En 1804, la caisse communale se vide et la Municipalité de Cossonay décide de vendre plusieurs prés communaux, par exemple aux Linardes et aux Terraillets, pour couvrir les dépenses les plus urgentes. Le 20 février 1805, quand le Conseil communal discute des conditions pour la vente, un événement inouï se produit. «Il s’est présenté un rassemblement de femmes ayant en tête la femme du Citoyen Alexandre Guex», en compagnie de 17 autres épouses et veuves. Comme il était d’usage, les femmes sont désignées dans les PV par le nom de leur mari. Elles ferment la porte à clef et exigent que la Commune renonce à la vente. Surtout, elles disent vouloir défendre leurs biens «puisque leurs maris ne savent pas les défendre». Sommées de se retirer, les femmes refusent. La meneuse, Mme Guex, est condamnée à 24 heures de prison, mais le Juge de Paix ne l’appréhende pas, estimant que les femmes résisteront à la force. Le lendemain, la Municipalité se réunit à nouveau, mais aucune autre mesure correctionnelle n’est mentionnée. On remet l’affaire au tribunal et on invite une dizaine de gendarmes avec un officier à venir de Morges pour maintenir l’ordre pendant la vente. Celle là a finalement lieu le 4 mars et les gendarmes quitteront Cossonay quatre jours plus tard. À leur départ, ils reçoivent un certificat de bon comportement.

43% des pâturages pour Allens

Pourquoi cette rébellion? Sur le fond, c’est la fin de l’Ancien Régime en 1798 et les conséquences politiques et économiques qui en découlent. En août 1804, la Municipalité met fin à un usage selon lequel tout le monde pouvait faire pâturer son bétail aux prés communaux, distribués un peu partout dans la commune.
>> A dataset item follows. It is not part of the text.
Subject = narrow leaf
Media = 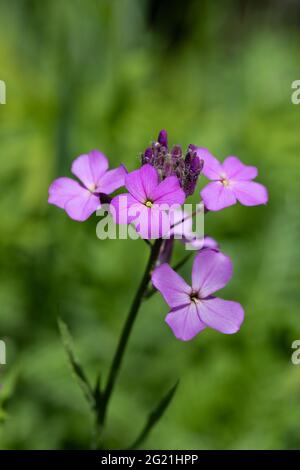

Désormais, chaque citoyen peut louer une parcelle de pré, une «toche», pour un temps limité. Quelques dizaines d’habitants, surtout d’Allens, s’opposent à cet arrangement. Le texte de leur pétition n’a pas été retrouvé, mais la réponse de la Municipalité donnée le 5 janvier 1805 laisse en deviner le contenu.

Selon l’exécutif de l’époque, le nouveau système permettra de tirer des revenus des terres jusqu’ici peu rentables: «Les pétitionnaires veulent que ces terrains ne produisent rien, en les laissant sans culture, et alper par le bétail de quelques uns d’entr’eux, alpage si chétif en lui même que l’on peut dire que, déduction faite des frais de berger, de cloison, de perte d’engrais, de perte de temps pour le bétail qui doit servir aux ouvrages de la campagne, après lequel il faut constamment courir pour le réduire ou le rassembler lorsqu’on veut l’employer, de perte de temps pour ceux qui doivent le conduire, il se trouverait que ces fonds sont plutôt un mal pour ceux là (…) que de leur être utile.»

La Commune ajoute que la plupart des 34 signataires sont des mineurs, des domestiques et des citoyens qui ne possèdent pas de bétail. Le noyau dur de l’opposition serait «une douzaine d’individus qui ont un nombre de bétail équivalant à tout ce que le reste en possède », d’où leur intérêt à maintenir l’ancien ordre des choses. Aussi, pendant l’Ancien Régime, Allens ne comptait que 10% des habitants de la commune mais disposait de 43% des pâturages communaux. La Municipalité voulait abolir cette inégalité.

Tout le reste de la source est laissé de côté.